Son hembras de la península indostánica, casi siempre de la presidencia de Madrás, las que vienen contratadas para las obras públicas, en calles y caminos.

Vamos a visitar Kandy, ciudad veraniega del gobernador de la isla y de los ricos, donde está el famoso monasterio guardador del diente de Buda. Son cuatro horas de viaje en automóvil por la parte más hermosa de la isla, y el regreso lo haremos en ferrocarril. Esta excursión nos permitirá conocer la llanura, abundante en plantaciones de té y de caucho; después la montaña, con sus arboledas gigantescas, y el famoso jardín botánico de Peradeniya, en las inmediaciones de Kandy.
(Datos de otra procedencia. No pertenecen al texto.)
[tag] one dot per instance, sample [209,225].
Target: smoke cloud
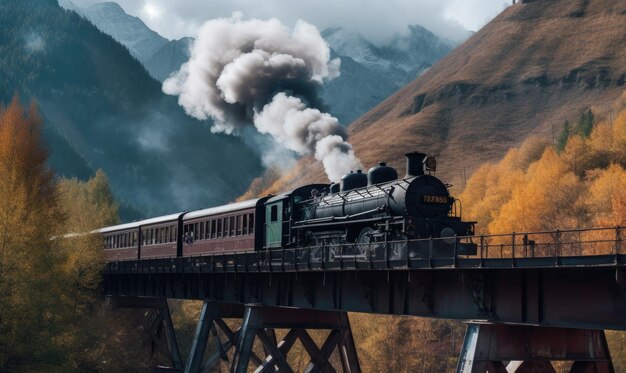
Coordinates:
[244,73]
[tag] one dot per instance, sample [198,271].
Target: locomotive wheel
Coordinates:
[398,248]
[314,251]
[366,244]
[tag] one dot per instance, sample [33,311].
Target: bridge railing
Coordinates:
[547,248]
[567,242]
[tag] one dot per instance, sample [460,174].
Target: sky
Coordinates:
[376,20]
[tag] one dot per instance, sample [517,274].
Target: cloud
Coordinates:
[378,21]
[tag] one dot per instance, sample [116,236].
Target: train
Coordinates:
[365,215]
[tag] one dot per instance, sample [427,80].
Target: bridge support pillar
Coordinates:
[261,321]
[211,321]
[487,347]
[158,324]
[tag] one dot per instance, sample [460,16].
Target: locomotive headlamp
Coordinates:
[430,164]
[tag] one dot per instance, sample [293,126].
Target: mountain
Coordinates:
[130,31]
[371,73]
[169,58]
[527,71]
[101,109]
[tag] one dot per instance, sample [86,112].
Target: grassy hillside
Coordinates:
[528,70]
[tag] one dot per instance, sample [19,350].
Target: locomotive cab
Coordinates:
[281,210]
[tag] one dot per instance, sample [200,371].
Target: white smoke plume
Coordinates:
[244,72]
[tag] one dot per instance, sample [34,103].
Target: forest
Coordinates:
[53,316]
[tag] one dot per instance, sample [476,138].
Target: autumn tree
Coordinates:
[29,217]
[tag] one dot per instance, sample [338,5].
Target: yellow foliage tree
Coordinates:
[29,216]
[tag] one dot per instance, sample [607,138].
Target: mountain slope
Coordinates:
[130,31]
[528,70]
[371,73]
[169,58]
[102,110]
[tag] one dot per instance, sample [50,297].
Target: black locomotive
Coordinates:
[366,216]
[366,212]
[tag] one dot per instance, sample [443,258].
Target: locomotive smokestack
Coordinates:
[414,164]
Al salir de Ceilán pasamos entre un centenar de mujeres que trabajan como peones camineros, recomponiendo unas avenidas de tierra carmesí, con jardines a ambos lados y villas de color rosa. Las cingalesas, que permanecen inactivas en las puertas de sus cabañas o van al mercado en esta hora matinal, se muestran medio desnudas, con la cabellera adornada por una peineta menos vistosa que la de los hombres. En cambio, las indostánicas de tierra firme, que manejan el pico, tiran del cilindro apisonador o llevan sobre la cabeza espuertas de yeso, van envueltas en un velo desde la frente a las rodillas, llevan aros de metal blanco en los tobillos y el tintineo de numerosas pulseras acompaña los movimientos de sus brazos. Trabajan silenciosas, con gesto enfurruñado y constante tenacidad. Causa cierta fatiga ver cómo ejecutan estos trabajos hombrunos con vestiduras y adornos que dificultan sus movimientos. Al extender un brazo, dejan visible todo un costado de su tronco y la taza carnosa del pecho, algunas veces virginal. Cuando se doblegan sobre la tierra, su cuerpo parece transparentarse con indiscretos relieves a través de sus vestidos ligeros.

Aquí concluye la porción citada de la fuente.